Dije que fue un error,

porque la palabra error suena más limpia

que deseo.

Pero cierro los ojos

y aún sé exactamente cómo fue:

el segundo antes,

el segundo después,

el punto exacto donde decidí no detenerme.

Tu piel no se fue.

Se quedó en mi memoria

haciendo ruido,

tapando flores, promesas,

otras bocas posibles.

Y eso no lo hace el azar.

Prometí olvidar.

Me lo juré como quien se miente

mirándose al espejo.

La mente asentía, correcta, madura.

El corazón cobarde

escondía una migaja

por si algún día el recuerdo volvía con hambre.

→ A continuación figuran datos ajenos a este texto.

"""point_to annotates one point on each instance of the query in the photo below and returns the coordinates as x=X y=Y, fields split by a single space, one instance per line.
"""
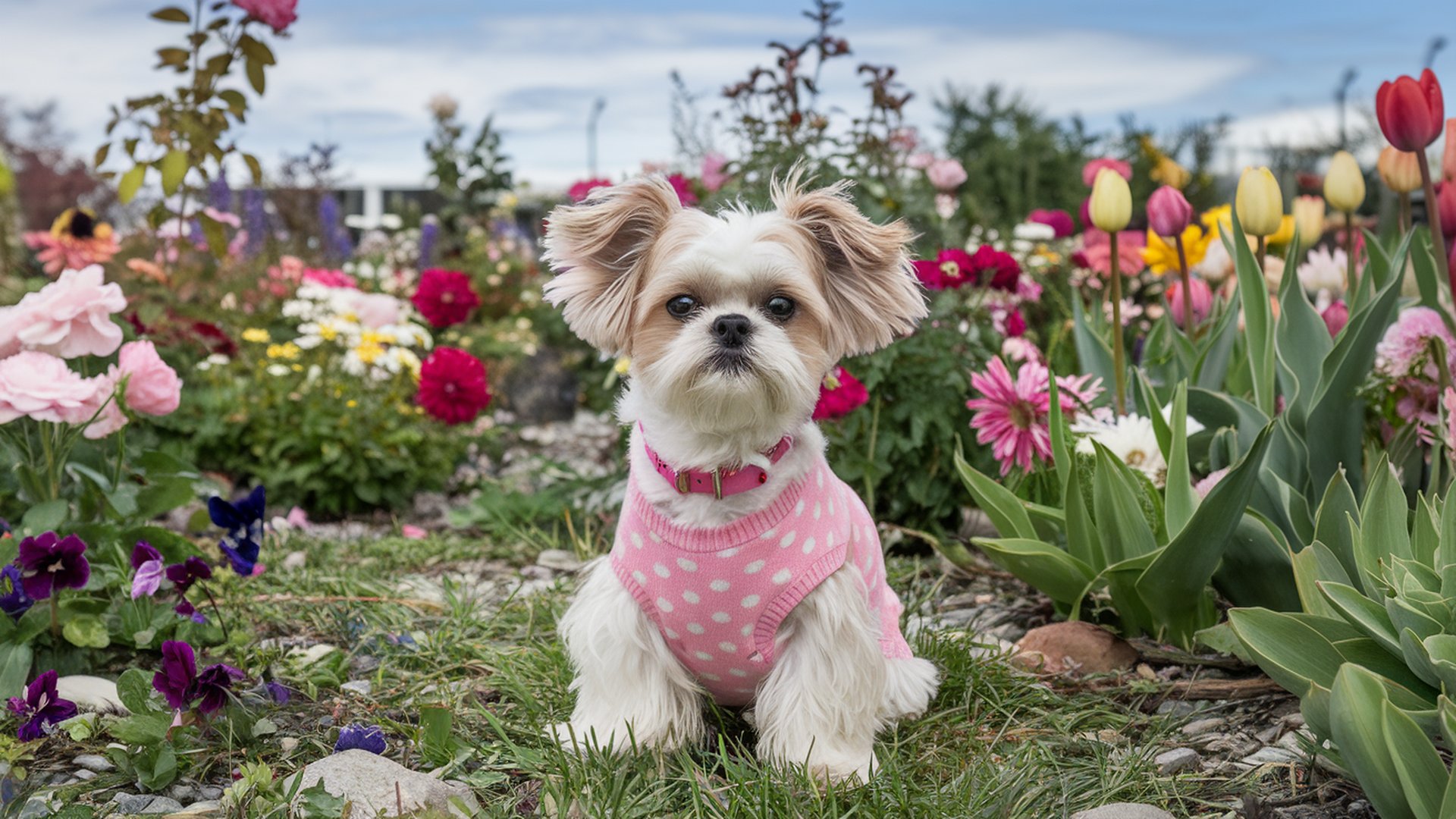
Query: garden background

No te vuelvas un adicto, me repito.

Porque sé cómo termina esto.

El pecado no siempre regresa a la misma forma,

pero busca otro cuerpo

para decir lo mismo.

Y lo confieso:

no es que no quiera olvidarte,

es que aún no decido

dejar de querer hacerlo.

  • Autor: R. (Online Online)
  • Publicado: 12 de febrero de 2026 a las 00:09
  • Categoría: Sin clasificar
  • Lecturas: 0
Llevate gratis una Antología Poética ↓

Recibe el ebook en segundos 50 poemas de 50 poetas distintos




Para poder comentar y calificar este poema, debes estar registrad@. Regístrate aquí o si ya estás registrad@, logueate aquí.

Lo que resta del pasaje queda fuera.